The claimant had submitted that, unlike the situation where an expert changes his opinion (see PD 35 para 2.5) a party is under no duty to immediately notify the court or the other parties where an expert decides to withdraw from a case. That argument was rejected by the judge: " In my judgment, it was wholly improper for the information about Mr. Dall's withdrawal to be withheld beyond a reasonable period to allow the Claimant to decide whether he could persuade Mr Dall to change his mind or that some other arrangement could be made which would mean that the Claimant could still rely on Mr Dall. Once the Claimant had decided that he had to find a new expert to replace Mr Dall... then it is clear in my judgment that the Claimant should have disclosed the problem he faced to the court and the other side". The judge opined that the court would have been sympathetic had the claimant applied promptly for directions, because Mr Dall's withdrawal was outside his control.

However, here the delay was fatal to the claimant's application. It was held that the Deputy Master had erred in failing to appreciate that this delay amounted to a serious abuse of the process of the court (and had failed to apply the guidance in the Mitchell case). Despite the serious prejudice which the claimant faced if he was denied permission to rely on his new expert, it was held that the claimant "has only himself to blame for his predicament". The judge gave directions for the report of Mr Dall to be in evidence at trial (even though Mr Dall will not attend), leaving it for the trial judge to attach such weight to that report as is appropriate in all the circumstances.

MB Garden Buildings v Burton

Whether claim form has been validly served at the defendant's last known address/effect of no response pack

Various issues regarding service of a claim form arose in this case, including the following:

(1) What was the effect of the claimant's failure to serve a response pack? Relying on an observation by Longmore LJ in Rajval Construction v Bestville Properties [2010] (that a failure to serve a response pack did not absolve a defendant from filing an acknowledgment of service), Hacon J held that service of a claim form is accordingly not rendered bad by a failure to serve all or part of the response pack: "Not complying with CPR 7.8 may weigh in the balance when it comes to setting aside a judgment in default, but it goes no further".

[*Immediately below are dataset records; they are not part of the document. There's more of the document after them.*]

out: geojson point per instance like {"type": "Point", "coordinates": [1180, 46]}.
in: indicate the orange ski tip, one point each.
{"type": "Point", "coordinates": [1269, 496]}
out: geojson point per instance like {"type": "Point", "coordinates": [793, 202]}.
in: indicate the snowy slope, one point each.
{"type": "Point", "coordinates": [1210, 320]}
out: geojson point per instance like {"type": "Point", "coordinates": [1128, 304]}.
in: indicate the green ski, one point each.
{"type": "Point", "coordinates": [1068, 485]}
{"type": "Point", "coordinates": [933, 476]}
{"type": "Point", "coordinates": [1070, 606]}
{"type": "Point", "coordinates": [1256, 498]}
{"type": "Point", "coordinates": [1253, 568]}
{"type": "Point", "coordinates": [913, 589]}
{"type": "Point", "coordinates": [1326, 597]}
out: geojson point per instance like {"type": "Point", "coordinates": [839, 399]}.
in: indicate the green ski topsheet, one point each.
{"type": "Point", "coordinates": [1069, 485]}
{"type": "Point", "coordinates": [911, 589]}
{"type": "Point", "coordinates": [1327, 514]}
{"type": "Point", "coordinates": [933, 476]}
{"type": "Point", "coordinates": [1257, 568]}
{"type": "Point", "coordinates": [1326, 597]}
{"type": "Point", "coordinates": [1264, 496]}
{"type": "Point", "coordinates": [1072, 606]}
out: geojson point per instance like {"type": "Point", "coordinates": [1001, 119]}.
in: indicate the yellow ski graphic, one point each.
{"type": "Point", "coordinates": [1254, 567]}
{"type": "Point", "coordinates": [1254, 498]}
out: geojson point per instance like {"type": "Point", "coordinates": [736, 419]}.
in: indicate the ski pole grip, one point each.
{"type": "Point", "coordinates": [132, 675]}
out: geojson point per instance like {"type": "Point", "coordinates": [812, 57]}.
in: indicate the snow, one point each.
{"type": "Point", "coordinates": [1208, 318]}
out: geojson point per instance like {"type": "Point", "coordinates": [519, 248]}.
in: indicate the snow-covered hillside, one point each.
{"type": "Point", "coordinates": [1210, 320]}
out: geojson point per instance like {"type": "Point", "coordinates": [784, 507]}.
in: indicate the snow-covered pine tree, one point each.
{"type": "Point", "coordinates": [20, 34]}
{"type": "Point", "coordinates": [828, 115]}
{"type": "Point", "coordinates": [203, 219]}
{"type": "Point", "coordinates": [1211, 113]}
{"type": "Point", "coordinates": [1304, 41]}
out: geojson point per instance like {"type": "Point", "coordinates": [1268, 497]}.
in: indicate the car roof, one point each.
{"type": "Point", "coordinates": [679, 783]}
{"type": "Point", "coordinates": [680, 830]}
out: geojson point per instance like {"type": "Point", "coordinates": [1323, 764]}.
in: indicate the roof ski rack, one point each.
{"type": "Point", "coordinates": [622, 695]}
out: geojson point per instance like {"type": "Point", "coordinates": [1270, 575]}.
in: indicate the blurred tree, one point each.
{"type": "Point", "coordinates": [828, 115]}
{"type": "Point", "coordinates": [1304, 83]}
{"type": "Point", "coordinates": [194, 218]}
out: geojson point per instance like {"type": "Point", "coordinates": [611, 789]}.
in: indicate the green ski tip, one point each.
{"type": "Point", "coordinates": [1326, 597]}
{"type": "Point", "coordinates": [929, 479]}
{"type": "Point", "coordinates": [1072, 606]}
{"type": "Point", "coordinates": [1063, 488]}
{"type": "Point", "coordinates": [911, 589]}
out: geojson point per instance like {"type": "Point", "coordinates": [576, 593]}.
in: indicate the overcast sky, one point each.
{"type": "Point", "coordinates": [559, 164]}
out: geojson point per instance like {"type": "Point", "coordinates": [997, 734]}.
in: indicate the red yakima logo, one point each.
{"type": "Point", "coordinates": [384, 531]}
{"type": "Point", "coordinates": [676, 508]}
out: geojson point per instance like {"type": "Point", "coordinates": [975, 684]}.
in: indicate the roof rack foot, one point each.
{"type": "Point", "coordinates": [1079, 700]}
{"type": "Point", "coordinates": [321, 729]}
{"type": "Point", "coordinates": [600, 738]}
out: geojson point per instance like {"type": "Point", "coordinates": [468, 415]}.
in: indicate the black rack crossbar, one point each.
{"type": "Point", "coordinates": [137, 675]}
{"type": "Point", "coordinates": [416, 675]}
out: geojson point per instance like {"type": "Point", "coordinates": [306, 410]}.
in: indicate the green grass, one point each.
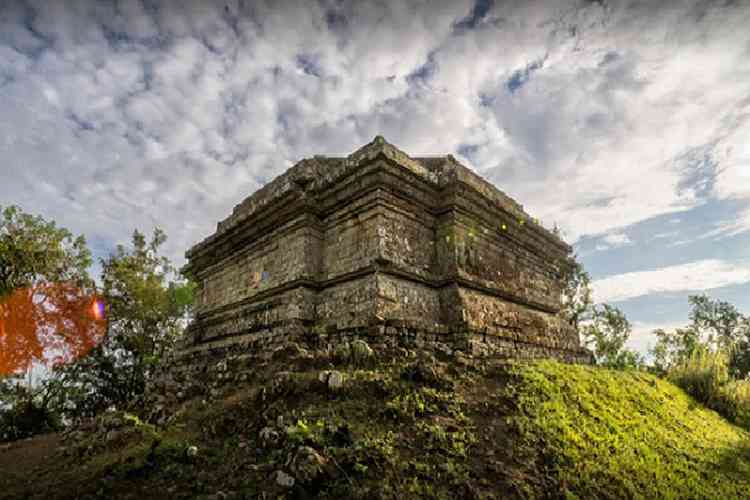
{"type": "Point", "coordinates": [624, 434]}
{"type": "Point", "coordinates": [402, 428]}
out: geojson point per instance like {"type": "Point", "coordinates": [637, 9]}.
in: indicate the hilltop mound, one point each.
{"type": "Point", "coordinates": [409, 427]}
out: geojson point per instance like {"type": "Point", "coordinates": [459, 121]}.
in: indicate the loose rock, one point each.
{"type": "Point", "coordinates": [283, 479]}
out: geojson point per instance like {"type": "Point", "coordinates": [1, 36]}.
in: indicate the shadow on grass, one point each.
{"type": "Point", "coordinates": [735, 460]}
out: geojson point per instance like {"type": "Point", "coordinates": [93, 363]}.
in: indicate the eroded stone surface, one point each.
{"type": "Point", "coordinates": [378, 246]}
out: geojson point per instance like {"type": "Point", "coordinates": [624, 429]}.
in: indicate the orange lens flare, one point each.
{"type": "Point", "coordinates": [49, 324]}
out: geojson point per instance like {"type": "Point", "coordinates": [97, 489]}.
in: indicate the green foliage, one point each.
{"type": "Point", "coordinates": [625, 434]}
{"type": "Point", "coordinates": [606, 334]}
{"type": "Point", "coordinates": [29, 412]}
{"type": "Point", "coordinates": [576, 292]}
{"type": "Point", "coordinates": [146, 310]}
{"type": "Point", "coordinates": [33, 250]}
{"type": "Point", "coordinates": [715, 325]}
{"type": "Point", "coordinates": [303, 432]}
{"type": "Point", "coordinates": [705, 376]}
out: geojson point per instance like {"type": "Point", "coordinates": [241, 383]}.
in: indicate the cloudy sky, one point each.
{"type": "Point", "coordinates": [626, 123]}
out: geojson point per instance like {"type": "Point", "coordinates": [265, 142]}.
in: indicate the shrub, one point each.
{"type": "Point", "coordinates": [705, 376]}
{"type": "Point", "coordinates": [27, 418]}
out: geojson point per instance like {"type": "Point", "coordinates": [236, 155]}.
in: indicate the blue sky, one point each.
{"type": "Point", "coordinates": [625, 123]}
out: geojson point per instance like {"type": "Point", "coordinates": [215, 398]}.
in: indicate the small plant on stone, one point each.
{"type": "Point", "coordinates": [303, 432]}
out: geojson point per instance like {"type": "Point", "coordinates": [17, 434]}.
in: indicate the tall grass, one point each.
{"type": "Point", "coordinates": [705, 376]}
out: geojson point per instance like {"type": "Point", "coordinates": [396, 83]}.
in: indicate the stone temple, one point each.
{"type": "Point", "coordinates": [384, 247]}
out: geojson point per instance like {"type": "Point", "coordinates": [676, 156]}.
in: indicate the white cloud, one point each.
{"type": "Point", "coordinates": [700, 275]}
{"type": "Point", "coordinates": [642, 337]}
{"type": "Point", "coordinates": [157, 115]}
{"type": "Point", "coordinates": [734, 227]}
{"type": "Point", "coordinates": [613, 240]}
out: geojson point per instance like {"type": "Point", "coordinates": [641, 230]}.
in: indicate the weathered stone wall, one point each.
{"type": "Point", "coordinates": [284, 255]}
{"type": "Point", "coordinates": [383, 246]}
{"type": "Point", "coordinates": [411, 302]}
{"type": "Point", "coordinates": [347, 304]}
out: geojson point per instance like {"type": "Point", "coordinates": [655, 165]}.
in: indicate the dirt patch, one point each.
{"type": "Point", "coordinates": [24, 463]}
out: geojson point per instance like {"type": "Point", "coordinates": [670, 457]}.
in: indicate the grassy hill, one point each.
{"type": "Point", "coordinates": [402, 427]}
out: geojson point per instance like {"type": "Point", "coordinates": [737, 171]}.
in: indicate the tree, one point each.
{"type": "Point", "coordinates": [146, 307]}
{"type": "Point", "coordinates": [716, 326]}
{"type": "Point", "coordinates": [606, 333]}
{"type": "Point", "coordinates": [46, 295]}
{"type": "Point", "coordinates": [47, 317]}
{"type": "Point", "coordinates": [576, 292]}
{"type": "Point", "coordinates": [674, 347]}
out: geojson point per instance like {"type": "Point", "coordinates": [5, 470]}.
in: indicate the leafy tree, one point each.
{"type": "Point", "coordinates": [674, 347]}
{"type": "Point", "coordinates": [576, 292]}
{"type": "Point", "coordinates": [45, 293]}
{"type": "Point", "coordinates": [606, 333]}
{"type": "Point", "coordinates": [716, 326]}
{"type": "Point", "coordinates": [146, 307]}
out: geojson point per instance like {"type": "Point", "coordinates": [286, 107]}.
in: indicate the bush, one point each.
{"type": "Point", "coordinates": [25, 419]}
{"type": "Point", "coordinates": [705, 376]}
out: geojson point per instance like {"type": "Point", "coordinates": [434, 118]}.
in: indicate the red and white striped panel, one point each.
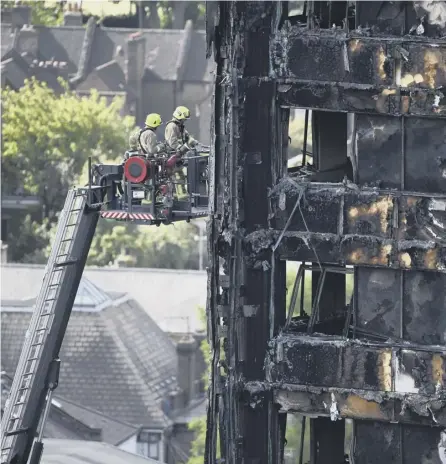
{"type": "Point", "coordinates": [119, 215]}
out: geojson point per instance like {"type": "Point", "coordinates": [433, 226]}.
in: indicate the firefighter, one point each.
{"type": "Point", "coordinates": [147, 141]}
{"type": "Point", "coordinates": [178, 139]}
{"type": "Point", "coordinates": [133, 146]}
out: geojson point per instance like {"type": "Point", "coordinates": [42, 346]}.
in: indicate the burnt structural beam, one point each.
{"type": "Point", "coordinates": [373, 75]}
{"type": "Point", "coordinates": [246, 304]}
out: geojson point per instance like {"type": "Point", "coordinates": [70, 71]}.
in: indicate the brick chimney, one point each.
{"type": "Point", "coordinates": [135, 67]}
{"type": "Point", "coordinates": [28, 40]}
{"type": "Point", "coordinates": [20, 15]}
{"type": "Point", "coordinates": [186, 351]}
{"type": "Point", "coordinates": [73, 15]}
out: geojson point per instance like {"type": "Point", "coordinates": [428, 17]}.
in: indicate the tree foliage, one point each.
{"type": "Point", "coordinates": [41, 14]}
{"type": "Point", "coordinates": [46, 141]}
{"type": "Point", "coordinates": [170, 246]}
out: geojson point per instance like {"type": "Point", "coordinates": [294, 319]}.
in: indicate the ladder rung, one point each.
{"type": "Point", "coordinates": [16, 432]}
{"type": "Point", "coordinates": [18, 404]}
{"type": "Point", "coordinates": [66, 263]}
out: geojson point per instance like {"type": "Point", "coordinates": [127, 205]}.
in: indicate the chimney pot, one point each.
{"type": "Point", "coordinates": [20, 16]}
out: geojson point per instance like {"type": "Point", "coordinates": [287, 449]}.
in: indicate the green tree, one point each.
{"type": "Point", "coordinates": [46, 141]}
{"type": "Point", "coordinates": [170, 246]}
{"type": "Point", "coordinates": [41, 14]}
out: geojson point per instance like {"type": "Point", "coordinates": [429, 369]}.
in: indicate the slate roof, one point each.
{"type": "Point", "coordinates": [163, 46]}
{"type": "Point", "coordinates": [115, 359]}
{"type": "Point", "coordinates": [169, 297]}
{"type": "Point", "coordinates": [82, 452]}
{"type": "Point", "coordinates": [113, 431]}
{"type": "Point", "coordinates": [60, 424]}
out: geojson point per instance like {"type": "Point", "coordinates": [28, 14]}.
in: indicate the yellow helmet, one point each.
{"type": "Point", "coordinates": [181, 113]}
{"type": "Point", "coordinates": [153, 120]}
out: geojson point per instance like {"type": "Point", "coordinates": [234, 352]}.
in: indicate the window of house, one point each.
{"type": "Point", "coordinates": [148, 444]}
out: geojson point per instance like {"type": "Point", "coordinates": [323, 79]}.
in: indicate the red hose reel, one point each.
{"type": "Point", "coordinates": [137, 169]}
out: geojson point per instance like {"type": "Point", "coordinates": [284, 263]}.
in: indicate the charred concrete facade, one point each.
{"type": "Point", "coordinates": [373, 204]}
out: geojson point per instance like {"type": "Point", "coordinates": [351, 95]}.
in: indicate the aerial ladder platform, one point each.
{"type": "Point", "coordinates": [113, 192]}
{"type": "Point", "coordinates": [38, 368]}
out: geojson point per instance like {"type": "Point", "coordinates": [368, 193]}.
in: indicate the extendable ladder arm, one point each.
{"type": "Point", "coordinates": [36, 375]}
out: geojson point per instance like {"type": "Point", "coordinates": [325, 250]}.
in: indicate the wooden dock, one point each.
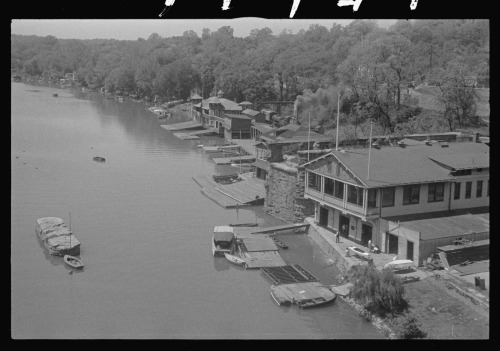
{"type": "Point", "coordinates": [182, 126]}
{"type": "Point", "coordinates": [242, 193]}
{"type": "Point", "coordinates": [193, 135]}
{"type": "Point", "coordinates": [288, 275]}
{"type": "Point", "coordinates": [305, 295]}
{"type": "Point", "coordinates": [233, 159]}
{"type": "Point", "coordinates": [279, 228]}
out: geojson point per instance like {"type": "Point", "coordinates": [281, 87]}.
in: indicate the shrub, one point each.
{"type": "Point", "coordinates": [381, 292]}
{"type": "Point", "coordinates": [408, 327]}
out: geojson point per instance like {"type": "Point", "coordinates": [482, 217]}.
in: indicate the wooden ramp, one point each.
{"type": "Point", "coordinates": [233, 159]}
{"type": "Point", "coordinates": [261, 259]}
{"type": "Point", "coordinates": [182, 126]}
{"type": "Point", "coordinates": [288, 275]}
{"type": "Point", "coordinates": [281, 228]}
{"type": "Point", "coordinates": [305, 295]}
{"type": "Point", "coordinates": [250, 191]}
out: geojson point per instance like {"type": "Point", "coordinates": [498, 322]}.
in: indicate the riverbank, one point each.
{"type": "Point", "coordinates": [441, 303]}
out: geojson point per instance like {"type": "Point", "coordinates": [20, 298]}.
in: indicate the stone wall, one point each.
{"type": "Point", "coordinates": [285, 193]}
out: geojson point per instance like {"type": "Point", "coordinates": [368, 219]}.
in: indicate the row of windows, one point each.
{"type": "Point", "coordinates": [411, 193]}
{"type": "Point", "coordinates": [468, 189]}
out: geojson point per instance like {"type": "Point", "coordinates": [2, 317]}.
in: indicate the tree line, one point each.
{"type": "Point", "coordinates": [373, 68]}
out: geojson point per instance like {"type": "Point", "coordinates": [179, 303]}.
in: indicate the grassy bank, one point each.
{"type": "Point", "coordinates": [442, 315]}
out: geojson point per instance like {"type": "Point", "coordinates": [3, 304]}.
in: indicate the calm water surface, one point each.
{"type": "Point", "coordinates": [145, 230]}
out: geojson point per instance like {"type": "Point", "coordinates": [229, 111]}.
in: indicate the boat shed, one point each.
{"type": "Point", "coordinates": [417, 237]}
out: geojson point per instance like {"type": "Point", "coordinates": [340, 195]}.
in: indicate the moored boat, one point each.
{"type": "Point", "coordinates": [235, 259]}
{"type": "Point", "coordinates": [222, 241]}
{"type": "Point", "coordinates": [73, 261]}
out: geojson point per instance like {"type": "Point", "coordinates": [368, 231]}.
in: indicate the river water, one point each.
{"type": "Point", "coordinates": [145, 231]}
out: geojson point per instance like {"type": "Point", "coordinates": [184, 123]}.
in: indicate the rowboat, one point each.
{"type": "Point", "coordinates": [280, 243]}
{"type": "Point", "coordinates": [222, 242]}
{"type": "Point", "coordinates": [235, 259]}
{"type": "Point", "coordinates": [73, 261]}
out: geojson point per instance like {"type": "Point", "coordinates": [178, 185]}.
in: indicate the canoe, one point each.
{"type": "Point", "coordinates": [73, 261]}
{"type": "Point", "coordinates": [235, 259]}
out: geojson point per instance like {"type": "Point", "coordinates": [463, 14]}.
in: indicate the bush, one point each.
{"type": "Point", "coordinates": [381, 292]}
{"type": "Point", "coordinates": [408, 327]}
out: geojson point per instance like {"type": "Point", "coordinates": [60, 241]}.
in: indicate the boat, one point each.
{"type": "Point", "coordinates": [73, 261]}
{"type": "Point", "coordinates": [235, 259]}
{"type": "Point", "coordinates": [280, 243]}
{"type": "Point", "coordinates": [222, 241]}
{"type": "Point", "coordinates": [56, 237]}
{"type": "Point", "coordinates": [356, 251]}
{"type": "Point", "coordinates": [399, 265]}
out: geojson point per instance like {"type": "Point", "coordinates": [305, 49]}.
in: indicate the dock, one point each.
{"type": "Point", "coordinates": [288, 275]}
{"type": "Point", "coordinates": [193, 135]}
{"type": "Point", "coordinates": [182, 126]}
{"type": "Point", "coordinates": [233, 159]}
{"type": "Point", "coordinates": [305, 295]}
{"type": "Point", "coordinates": [250, 191]}
{"type": "Point", "coordinates": [278, 228]}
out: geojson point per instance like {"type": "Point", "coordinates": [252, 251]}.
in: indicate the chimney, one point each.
{"type": "Point", "coordinates": [476, 138]}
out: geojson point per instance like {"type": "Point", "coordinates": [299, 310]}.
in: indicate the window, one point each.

(2) After the claimant's first attempt at service (the claim form being marked "return to sender"), it hired a private investigator who was told by the defendant's former neighbours that he had moved to a new address. It sought to argue that the new address was the defendant's "last known residence" (within the meaning of CPR r6.9(2)). However, the defendant argued that, had the claimant made further reasonable inquiries on the day the claim form was posted, it would have discovered that the defendant no longer lived at the new address either (following a marital breakdown). Was it correct to argue that reasonable inquiries must be made on the day the claim form is posted or dispatched? Hacon J held that it was not: "That seems to me to be an unnecessary burden.....I take the view that if a claimant has carried out inquiries with reasonable diligence as to the defendant's last known residence before that date and on that date it was objectively reasonable for the claimant to believe that the defendant's residence remained unchanged, then on that date it is still the defendant's last known residence for the purposes of service by that claimant. Of course the longer the delay between the inquiries and the date of the step required for service, the harder it will be for a claimant to establish that there was good service".

The content of this article is intended to provide a general guide to the subject matter. Specialist advice should be sought about your specific circumstances.